All my fears are laid aside,

If I but remember only

Such as He have lived and died."

Then, I love to think of JESUS as a perpetual conscience to the world. What a perpetual safeguard, for instance, is the memory of a mother to the erring and wayward one! how the mild presence of a friend long gone, dwells with us, more potent to guard and to purify, it may be, than when alive; how, while in the full memory of such a life, you felt you could not do a base thing-could not slight the sacredness of duty. Is not the life of the best person we know like a portrait by a master-hand, which reveals not the everyday aspect of the face, but so true a foreshadowing of what we might be at our best, that it strikes all beholders as truer than life itself. The friend may not tell us anything new about life and duty, he may even be modestly unconscious that he can do us any good, but the fact that a life in conformity with the laws which we pro

fess to obey is being led by our side, makes us ashamed of any shortcoming, forbids any tampering with our consciences. So we may say that this great friend of the race, by the fact of his being partaker of our humanity, but above it, is a perpetual memento not only that we can, but that we ought to live as he did--truthful, beneficent, fruitful lives; and if contact with JESUS does nothing more for you or me than to stimulate our own natural sense of duty, and make us give the reins to the higher instead of the lower nature, surely this is a result which those who have experienced it will not think lightly of.

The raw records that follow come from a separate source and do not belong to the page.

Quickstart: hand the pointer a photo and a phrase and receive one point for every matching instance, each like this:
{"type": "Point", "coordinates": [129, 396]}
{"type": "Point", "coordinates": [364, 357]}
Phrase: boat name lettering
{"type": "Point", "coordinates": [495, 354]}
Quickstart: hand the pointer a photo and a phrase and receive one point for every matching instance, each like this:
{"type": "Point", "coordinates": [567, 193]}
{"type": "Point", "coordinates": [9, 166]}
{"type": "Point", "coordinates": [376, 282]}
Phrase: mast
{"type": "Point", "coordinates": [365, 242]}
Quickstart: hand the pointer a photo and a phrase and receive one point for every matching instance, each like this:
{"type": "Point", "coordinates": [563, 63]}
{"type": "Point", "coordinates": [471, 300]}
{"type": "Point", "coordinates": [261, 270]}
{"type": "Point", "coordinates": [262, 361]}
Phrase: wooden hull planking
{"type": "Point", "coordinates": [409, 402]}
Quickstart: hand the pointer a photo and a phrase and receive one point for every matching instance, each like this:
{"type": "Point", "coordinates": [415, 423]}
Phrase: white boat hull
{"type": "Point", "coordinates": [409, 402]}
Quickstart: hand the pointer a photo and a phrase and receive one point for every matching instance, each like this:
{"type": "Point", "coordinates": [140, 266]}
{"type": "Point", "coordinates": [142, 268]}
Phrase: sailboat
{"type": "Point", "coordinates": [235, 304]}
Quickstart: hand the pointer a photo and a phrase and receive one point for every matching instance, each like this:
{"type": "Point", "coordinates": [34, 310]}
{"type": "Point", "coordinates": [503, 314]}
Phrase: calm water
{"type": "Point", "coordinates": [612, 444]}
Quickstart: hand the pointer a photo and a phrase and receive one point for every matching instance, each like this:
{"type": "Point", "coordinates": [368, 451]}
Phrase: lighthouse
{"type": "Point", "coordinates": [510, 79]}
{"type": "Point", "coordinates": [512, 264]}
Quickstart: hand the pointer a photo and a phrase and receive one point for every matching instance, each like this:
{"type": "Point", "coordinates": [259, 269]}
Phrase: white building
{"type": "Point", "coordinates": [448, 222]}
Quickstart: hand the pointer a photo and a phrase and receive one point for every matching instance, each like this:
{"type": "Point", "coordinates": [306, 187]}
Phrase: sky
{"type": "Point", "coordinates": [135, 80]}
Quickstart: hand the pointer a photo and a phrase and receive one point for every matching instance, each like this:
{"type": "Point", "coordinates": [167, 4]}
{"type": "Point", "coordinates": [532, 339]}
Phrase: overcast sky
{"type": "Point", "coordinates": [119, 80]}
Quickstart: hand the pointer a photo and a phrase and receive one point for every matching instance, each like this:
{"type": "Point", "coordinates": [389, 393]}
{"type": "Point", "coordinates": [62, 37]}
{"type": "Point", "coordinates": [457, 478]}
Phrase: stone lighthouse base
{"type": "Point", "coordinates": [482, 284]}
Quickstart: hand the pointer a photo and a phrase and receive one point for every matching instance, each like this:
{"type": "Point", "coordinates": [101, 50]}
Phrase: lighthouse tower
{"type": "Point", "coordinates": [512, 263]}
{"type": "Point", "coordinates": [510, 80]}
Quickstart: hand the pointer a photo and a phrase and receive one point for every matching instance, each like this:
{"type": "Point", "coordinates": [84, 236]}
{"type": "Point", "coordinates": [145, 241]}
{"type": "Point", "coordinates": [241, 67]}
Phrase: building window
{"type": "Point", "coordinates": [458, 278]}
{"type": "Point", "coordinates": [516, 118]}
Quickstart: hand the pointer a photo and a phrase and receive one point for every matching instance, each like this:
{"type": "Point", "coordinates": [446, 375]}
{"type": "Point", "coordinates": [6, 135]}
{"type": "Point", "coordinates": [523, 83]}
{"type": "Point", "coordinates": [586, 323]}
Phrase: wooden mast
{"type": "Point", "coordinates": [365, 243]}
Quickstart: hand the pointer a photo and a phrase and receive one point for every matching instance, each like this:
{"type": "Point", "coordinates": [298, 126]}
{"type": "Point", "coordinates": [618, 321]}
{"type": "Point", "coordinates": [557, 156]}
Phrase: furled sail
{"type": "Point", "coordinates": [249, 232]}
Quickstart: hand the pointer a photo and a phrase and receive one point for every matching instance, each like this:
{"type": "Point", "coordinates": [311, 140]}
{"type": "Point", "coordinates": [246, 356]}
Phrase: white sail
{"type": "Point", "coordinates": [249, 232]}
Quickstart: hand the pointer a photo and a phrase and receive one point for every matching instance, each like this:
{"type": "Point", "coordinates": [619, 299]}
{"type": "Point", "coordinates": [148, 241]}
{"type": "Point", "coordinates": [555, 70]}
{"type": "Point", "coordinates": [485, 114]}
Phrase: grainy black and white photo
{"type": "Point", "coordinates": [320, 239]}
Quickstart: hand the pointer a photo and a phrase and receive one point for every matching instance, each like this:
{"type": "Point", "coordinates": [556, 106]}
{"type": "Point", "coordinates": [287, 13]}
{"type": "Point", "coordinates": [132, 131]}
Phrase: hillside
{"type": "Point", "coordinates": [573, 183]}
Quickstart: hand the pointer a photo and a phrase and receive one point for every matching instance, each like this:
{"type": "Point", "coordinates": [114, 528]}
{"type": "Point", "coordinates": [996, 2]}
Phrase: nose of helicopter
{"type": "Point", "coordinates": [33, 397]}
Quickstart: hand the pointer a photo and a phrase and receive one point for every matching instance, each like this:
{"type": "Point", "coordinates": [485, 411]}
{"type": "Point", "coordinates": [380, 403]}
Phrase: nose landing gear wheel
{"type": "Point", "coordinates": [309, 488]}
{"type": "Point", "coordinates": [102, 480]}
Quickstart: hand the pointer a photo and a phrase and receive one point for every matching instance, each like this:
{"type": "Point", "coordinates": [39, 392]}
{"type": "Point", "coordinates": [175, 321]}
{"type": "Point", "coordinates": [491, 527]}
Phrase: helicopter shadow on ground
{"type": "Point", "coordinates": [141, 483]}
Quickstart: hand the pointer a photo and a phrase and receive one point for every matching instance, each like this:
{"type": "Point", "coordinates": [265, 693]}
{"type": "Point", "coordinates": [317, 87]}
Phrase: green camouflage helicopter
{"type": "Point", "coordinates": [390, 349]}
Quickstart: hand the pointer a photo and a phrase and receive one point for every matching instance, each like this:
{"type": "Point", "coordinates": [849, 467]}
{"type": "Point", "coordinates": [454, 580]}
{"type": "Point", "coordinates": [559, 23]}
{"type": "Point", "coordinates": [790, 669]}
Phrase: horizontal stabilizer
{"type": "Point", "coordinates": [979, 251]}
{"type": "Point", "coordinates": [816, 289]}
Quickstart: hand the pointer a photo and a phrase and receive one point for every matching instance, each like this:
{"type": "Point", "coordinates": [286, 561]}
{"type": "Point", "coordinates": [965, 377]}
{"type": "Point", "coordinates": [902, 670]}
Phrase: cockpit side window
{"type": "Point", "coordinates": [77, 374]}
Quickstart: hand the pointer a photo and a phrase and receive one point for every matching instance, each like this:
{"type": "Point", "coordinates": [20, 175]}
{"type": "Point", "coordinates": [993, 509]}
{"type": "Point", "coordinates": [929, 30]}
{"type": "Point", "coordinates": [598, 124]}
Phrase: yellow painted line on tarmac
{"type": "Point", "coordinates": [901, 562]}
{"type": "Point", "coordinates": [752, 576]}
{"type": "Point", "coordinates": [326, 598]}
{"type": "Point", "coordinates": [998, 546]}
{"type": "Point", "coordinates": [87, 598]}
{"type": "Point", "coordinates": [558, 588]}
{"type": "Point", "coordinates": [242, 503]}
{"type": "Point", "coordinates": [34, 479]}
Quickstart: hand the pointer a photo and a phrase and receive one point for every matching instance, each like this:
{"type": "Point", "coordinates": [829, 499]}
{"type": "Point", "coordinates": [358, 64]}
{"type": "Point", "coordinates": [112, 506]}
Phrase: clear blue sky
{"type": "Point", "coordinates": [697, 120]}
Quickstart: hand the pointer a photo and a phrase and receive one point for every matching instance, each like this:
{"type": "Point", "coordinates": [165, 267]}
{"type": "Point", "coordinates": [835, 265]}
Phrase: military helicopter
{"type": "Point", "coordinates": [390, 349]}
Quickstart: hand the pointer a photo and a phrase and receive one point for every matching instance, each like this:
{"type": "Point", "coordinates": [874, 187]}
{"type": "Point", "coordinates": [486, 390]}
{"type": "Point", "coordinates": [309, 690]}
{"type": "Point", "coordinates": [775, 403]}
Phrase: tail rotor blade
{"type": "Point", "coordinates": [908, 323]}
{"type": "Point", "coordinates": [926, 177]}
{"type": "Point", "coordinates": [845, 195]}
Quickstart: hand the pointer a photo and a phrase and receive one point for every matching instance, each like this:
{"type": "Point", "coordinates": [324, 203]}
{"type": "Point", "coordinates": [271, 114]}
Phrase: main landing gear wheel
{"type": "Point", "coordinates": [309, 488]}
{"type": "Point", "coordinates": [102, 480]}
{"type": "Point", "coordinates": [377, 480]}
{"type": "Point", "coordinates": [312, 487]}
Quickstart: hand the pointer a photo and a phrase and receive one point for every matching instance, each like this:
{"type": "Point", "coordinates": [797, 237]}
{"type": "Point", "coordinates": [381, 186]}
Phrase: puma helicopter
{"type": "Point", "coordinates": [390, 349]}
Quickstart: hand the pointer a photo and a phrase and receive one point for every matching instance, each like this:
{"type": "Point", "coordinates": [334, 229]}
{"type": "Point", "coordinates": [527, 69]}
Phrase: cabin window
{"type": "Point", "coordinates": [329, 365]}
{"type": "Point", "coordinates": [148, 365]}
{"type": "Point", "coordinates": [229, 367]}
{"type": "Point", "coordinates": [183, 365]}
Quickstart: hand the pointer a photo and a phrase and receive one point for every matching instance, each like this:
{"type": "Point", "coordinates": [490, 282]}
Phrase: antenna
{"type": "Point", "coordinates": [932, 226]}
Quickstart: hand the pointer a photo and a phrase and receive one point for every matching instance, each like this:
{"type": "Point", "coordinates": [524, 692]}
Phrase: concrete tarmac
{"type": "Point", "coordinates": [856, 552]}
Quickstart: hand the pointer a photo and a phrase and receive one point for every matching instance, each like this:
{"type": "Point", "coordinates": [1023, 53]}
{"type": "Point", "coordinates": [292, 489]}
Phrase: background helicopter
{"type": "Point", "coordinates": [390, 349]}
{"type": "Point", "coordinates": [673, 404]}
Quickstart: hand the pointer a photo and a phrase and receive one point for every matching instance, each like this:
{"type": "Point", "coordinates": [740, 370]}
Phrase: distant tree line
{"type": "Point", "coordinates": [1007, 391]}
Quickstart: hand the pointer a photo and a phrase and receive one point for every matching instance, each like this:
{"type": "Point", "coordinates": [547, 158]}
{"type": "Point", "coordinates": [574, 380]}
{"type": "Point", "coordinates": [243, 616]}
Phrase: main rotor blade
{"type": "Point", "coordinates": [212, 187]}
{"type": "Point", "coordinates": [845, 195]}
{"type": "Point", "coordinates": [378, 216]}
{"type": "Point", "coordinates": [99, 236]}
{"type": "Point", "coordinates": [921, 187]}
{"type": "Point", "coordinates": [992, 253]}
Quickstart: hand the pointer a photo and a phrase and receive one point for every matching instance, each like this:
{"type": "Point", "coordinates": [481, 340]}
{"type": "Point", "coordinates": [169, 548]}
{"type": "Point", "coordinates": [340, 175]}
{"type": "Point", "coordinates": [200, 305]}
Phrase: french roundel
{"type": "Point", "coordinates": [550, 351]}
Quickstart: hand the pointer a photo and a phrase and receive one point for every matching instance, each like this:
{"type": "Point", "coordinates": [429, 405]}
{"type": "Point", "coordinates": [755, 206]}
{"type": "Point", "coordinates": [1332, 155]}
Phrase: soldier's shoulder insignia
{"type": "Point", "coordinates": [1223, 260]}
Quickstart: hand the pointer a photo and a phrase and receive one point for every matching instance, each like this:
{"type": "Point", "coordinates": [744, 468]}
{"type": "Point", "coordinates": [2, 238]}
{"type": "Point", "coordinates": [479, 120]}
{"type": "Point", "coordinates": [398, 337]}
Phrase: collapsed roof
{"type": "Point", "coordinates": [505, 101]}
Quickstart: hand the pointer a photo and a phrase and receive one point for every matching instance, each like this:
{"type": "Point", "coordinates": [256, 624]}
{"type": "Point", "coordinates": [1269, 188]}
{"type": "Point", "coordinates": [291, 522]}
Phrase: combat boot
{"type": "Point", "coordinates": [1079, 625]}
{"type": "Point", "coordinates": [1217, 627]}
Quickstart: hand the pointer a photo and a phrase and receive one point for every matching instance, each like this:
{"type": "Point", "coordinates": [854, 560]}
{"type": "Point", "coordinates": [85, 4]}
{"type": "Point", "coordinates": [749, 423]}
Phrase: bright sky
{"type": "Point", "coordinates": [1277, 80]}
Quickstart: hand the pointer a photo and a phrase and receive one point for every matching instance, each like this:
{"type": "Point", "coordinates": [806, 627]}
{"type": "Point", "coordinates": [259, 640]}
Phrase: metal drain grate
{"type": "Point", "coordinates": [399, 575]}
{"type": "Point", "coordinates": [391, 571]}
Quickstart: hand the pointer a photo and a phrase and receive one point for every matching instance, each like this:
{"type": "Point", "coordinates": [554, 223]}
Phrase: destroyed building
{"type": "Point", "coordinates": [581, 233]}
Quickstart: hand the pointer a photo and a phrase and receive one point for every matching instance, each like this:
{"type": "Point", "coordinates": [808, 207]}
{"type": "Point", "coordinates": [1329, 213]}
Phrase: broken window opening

Lastly, this life and death have steeped humanity in an ocean of love. What so purifying, so strengthening to the young man, as to feel that in one breast at least there is stored up for him an infinite, irrepressible affection, which no unworthiness can abate, which no word or deed of his can adequately respond to, but which must leave him for ever and infinitely a debtor. What a bright experience that one being, at least, still hopes for him, and that his welldoing will be a source of highest joy to that one. It matters little whether the person be actually near us, or lives only in memory. Oftentimes the spirit of the mother lives in her boy more truly, her mild authority is more potent, after her lips have been closed in death. And so this life and death of JESUS have so mastered and entranced some of the noblest of our race, that Paul said of all that was best of him-"Not I, but CHRIST that liveth in me." Reverently we may say this, the highest revelation of GoD that we have, is the brightest smile from the great Father of all. I might say of the influence of JESUS what Coleridge beautifully says of the healing and elevating power of Nature:

"With tender ministrations, thou, O Nature,

Healest thy wandering and distracted child;
Thou pourest on him thy soft influences,

Thy sunny hues, fair forms, and breathing sweets,
The melody of words and winds and waters;

Till he relent, and can no more endure

To be a jarring, solitary thing
Amidst the general voice and minstrelsy;
But bursting into tears, wins back his way,
His angry spirit healed and harmonised
By the benignant touch of love and mercy."